No início do filme dos Simpsons, lançado em 2007, o personagem Homer se perguntava por que tanta gente estava dentro daquele cinema para ver algo que poderiam ver de graça em casa, na TV. E logo depois chamou a si mesmo e a todos os espectadores de “otários”, num exemplo do humor depreciativo do seriado que, ao ser transportado para o filme, não poupou nem a audiência. Pois é essa a sensação do espectador ao assistir Crô, uma péssima desculpa para filme que mostra o que acontece quando as egotrips de certos atores se unem com o dinheiro (aparentemente ilimitado) de uma grande produtora de cinema. Perdoem-me por ser um pouco mais pessoal que o habitual, mas eu me senti um otário, não de forma sarcástica como Homer, mas de verdade.

Este Crô e o filme de José Wilker Giovanni Improta (2013), lançado no inicio do ano, representam o ápice de certa vertente atual da produção cinematográfica brasileira: o das comédias da Globo Filmes com estética televisiva e estrelada por atores globais. Representam o ápice porque, além dessas características, ambos ainda são protagonizados por personagens que ficaram famosos em novelas da Rede Globo. Nunca cheguei a ver a novela da qual saiu o personagem Crô porque procuro fugir delas o máximo que posso – em minha opinião, novelas só não representam a pior forma de entretenimento televisivo porque algum “gênio” conseguiu criar algo ainda mais tolo e pernicioso nas últimas décadas, os reality shows.

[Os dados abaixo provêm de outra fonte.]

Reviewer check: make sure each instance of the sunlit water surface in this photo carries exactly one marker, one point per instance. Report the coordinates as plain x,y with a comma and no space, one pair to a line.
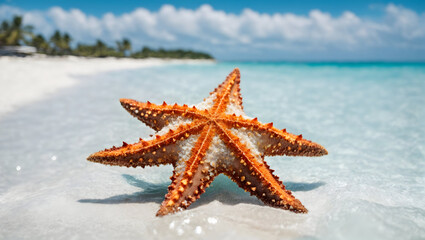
370,117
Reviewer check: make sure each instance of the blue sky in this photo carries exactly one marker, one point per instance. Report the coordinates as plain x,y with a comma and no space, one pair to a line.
242,30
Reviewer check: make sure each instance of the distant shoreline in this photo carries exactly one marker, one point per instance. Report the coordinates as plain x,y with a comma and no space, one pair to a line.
27,79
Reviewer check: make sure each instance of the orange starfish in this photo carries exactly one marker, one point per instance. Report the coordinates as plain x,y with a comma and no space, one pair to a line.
206,140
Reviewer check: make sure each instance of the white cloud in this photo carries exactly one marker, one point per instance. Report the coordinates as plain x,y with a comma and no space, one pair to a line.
207,28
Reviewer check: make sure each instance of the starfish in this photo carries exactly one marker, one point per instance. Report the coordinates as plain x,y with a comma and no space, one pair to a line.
208,139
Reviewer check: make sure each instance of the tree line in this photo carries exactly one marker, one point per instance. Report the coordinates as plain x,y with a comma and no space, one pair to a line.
14,33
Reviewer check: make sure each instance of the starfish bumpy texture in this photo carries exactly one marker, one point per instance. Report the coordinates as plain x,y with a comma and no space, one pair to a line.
208,139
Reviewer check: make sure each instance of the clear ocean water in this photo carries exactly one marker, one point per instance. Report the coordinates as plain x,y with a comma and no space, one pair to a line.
369,116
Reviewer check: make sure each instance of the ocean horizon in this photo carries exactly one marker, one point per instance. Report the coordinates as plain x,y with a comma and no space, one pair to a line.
368,115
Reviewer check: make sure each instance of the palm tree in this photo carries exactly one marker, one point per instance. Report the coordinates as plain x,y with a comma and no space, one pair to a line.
41,44
61,43
14,33
124,47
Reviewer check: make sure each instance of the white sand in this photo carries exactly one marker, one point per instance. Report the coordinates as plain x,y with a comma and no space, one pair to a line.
24,80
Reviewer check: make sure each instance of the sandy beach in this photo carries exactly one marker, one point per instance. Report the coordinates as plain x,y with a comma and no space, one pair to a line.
55,112
24,80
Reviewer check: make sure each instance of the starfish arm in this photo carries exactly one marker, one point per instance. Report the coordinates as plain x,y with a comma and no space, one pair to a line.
158,116
188,185
253,174
160,150
228,92
272,141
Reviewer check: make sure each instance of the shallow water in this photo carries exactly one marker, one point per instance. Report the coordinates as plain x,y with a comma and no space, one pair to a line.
370,186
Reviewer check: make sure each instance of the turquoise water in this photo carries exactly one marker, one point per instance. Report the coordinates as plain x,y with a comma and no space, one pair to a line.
369,116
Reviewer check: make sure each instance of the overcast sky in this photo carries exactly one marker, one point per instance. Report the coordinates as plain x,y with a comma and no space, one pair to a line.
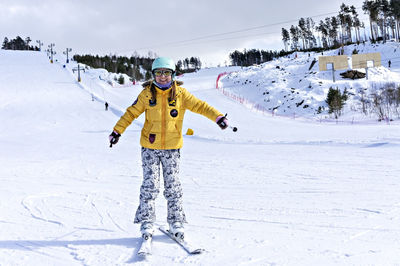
174,28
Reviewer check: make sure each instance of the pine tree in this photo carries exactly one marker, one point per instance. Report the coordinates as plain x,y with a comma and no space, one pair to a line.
336,100
285,37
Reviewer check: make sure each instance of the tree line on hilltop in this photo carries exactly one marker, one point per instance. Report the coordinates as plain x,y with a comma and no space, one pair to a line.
345,28
137,67
18,44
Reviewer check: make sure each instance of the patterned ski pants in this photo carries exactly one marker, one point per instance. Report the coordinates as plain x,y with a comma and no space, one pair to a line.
169,160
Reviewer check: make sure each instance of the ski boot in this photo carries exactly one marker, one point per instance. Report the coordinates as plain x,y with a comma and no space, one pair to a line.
147,230
177,230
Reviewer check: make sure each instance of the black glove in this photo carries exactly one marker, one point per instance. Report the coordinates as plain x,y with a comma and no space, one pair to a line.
114,137
222,122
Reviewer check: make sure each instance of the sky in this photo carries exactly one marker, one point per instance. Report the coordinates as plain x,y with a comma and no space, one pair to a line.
207,29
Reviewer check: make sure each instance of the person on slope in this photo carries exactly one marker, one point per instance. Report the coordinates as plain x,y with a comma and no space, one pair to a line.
164,102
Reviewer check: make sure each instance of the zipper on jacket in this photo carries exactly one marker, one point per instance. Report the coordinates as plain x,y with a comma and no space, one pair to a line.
163,119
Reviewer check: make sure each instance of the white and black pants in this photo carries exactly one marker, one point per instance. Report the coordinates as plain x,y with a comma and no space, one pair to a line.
152,161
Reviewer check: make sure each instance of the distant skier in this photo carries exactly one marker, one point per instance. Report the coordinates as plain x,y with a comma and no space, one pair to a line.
164,102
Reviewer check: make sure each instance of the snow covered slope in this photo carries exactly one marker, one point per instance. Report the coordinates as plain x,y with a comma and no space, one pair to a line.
277,192
292,86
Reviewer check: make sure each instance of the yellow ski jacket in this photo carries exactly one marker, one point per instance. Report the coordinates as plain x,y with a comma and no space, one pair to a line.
164,115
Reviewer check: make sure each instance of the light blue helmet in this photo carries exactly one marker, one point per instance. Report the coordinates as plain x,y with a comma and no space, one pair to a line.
163,62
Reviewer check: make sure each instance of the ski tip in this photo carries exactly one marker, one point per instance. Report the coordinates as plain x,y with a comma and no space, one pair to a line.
197,251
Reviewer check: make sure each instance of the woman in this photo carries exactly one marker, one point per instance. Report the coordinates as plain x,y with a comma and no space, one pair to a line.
164,102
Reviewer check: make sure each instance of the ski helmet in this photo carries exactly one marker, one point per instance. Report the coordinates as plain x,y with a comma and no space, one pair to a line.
163,62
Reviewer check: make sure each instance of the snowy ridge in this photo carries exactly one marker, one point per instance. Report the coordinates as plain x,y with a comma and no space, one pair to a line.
279,191
288,87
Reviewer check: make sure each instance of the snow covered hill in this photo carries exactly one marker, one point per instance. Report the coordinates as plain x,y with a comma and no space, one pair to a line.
291,86
280,191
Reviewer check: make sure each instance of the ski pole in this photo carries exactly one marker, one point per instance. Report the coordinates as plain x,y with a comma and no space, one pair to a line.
234,129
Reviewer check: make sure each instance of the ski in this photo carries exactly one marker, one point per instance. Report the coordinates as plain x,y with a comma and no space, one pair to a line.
183,243
145,247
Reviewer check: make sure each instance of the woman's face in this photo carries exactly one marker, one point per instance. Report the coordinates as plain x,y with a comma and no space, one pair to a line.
163,79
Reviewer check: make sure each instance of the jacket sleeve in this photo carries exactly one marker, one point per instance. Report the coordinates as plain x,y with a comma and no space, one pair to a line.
198,106
131,113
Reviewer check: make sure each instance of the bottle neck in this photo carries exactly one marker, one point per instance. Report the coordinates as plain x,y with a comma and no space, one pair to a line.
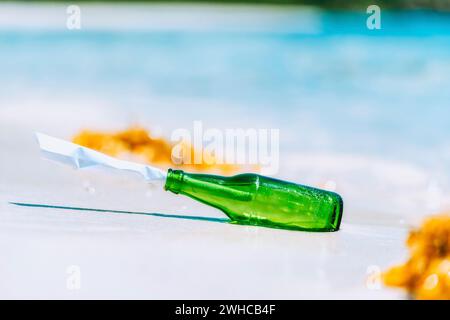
202,185
174,180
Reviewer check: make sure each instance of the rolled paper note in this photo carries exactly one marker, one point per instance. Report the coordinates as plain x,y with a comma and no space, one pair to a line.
249,198
80,157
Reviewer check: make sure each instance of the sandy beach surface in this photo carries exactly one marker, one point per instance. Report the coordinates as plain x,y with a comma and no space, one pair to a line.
136,254
354,118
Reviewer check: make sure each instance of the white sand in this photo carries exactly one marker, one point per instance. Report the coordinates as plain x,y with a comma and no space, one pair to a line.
144,256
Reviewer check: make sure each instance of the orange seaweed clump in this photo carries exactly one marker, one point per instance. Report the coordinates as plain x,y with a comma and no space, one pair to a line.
136,142
426,275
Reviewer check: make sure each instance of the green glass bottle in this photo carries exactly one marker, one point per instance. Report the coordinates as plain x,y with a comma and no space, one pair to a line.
253,199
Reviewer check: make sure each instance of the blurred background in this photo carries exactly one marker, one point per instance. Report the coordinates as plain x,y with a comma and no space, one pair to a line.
361,111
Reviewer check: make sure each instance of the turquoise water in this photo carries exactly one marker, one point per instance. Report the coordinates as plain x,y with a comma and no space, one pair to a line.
334,88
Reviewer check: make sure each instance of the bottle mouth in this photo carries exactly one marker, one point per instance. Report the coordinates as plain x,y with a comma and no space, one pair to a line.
174,180
336,217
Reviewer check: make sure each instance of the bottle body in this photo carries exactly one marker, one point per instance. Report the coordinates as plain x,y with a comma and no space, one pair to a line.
258,200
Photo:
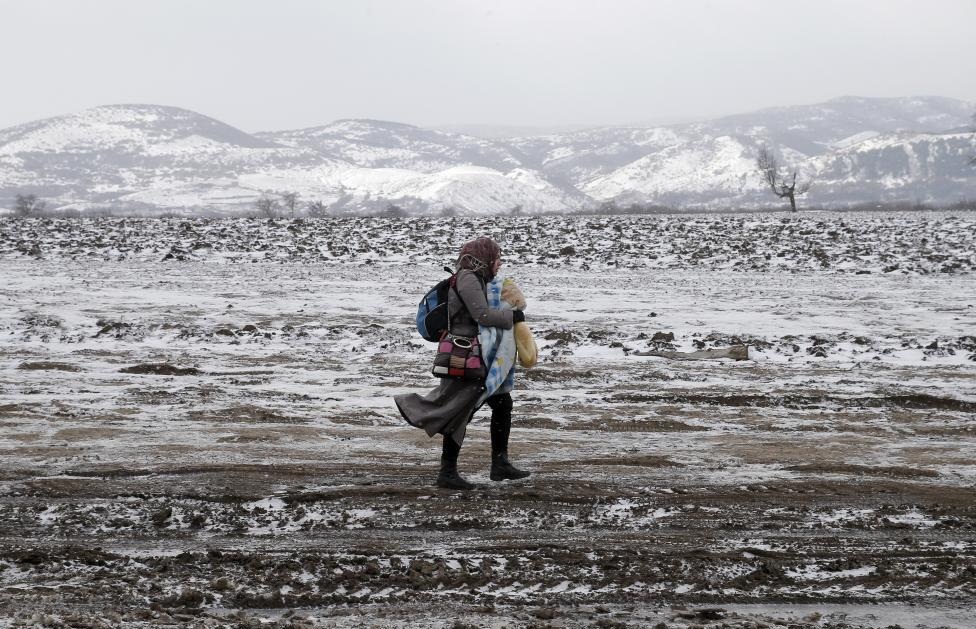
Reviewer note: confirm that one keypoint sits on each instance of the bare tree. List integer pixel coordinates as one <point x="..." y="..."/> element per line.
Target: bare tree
<point x="317" y="209"/>
<point x="269" y="207"/>
<point x="972" y="159"/>
<point x="290" y="202"/>
<point x="27" y="205"/>
<point x="783" y="185"/>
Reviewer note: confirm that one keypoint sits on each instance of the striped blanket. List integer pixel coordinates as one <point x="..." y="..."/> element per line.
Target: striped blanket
<point x="497" y="348"/>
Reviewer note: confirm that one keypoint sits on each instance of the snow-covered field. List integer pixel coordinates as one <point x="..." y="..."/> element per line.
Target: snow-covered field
<point x="196" y="425"/>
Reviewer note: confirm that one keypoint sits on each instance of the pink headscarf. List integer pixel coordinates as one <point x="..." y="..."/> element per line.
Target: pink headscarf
<point x="479" y="255"/>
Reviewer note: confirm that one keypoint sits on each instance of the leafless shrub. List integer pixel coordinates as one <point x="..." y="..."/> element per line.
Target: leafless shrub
<point x="268" y="207"/>
<point x="783" y="185"/>
<point x="28" y="205"/>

Mesmo assim, me lembro de ter visto o ator Marcelo Serrado interpretando o Crô em algumas cenas, até mesmo porque parece ser impossível escapar totalmente do bombardeio de mídia da Rede Globo. Pois bem, no filme Crô está de volta… No início da “trama” escrita pelo autor de novelas Aguinaldo Silva, vemos o personagem tentando encontrar outras ocupações (cantor, cabeleireiro), mas após um sonho com a sua mãe e “Deusa”, percebe que sua vocação é mesmo ser mordomo e parte à procura de uma nova patroa. Ele acaba se deparando com Vanuza (Carolina Ferraz), que possui uma confecção construída com trabalho escravo.

Não há muito o que falar de Crô, e o pouco a se comentar só dá ideia do quão abismal é a experiência de assisti-lo. Todos os personagens são caricaturas rasas, especialmente o protagonista, o típico gay afetado de quem grande parte do publico brasileiro adora rir. A história tem o mau gosto de aliar o humor pastelão e tolo do personagem a algo sério como a escravidão. E a cada aparição de alguma celebridade (como a cantora Ivete Sangalo ou a apresentadora Ana Maria Braga), a cada aparição do merchandising intrusivo, a vontade de se afundar na poltrona domina o espectador.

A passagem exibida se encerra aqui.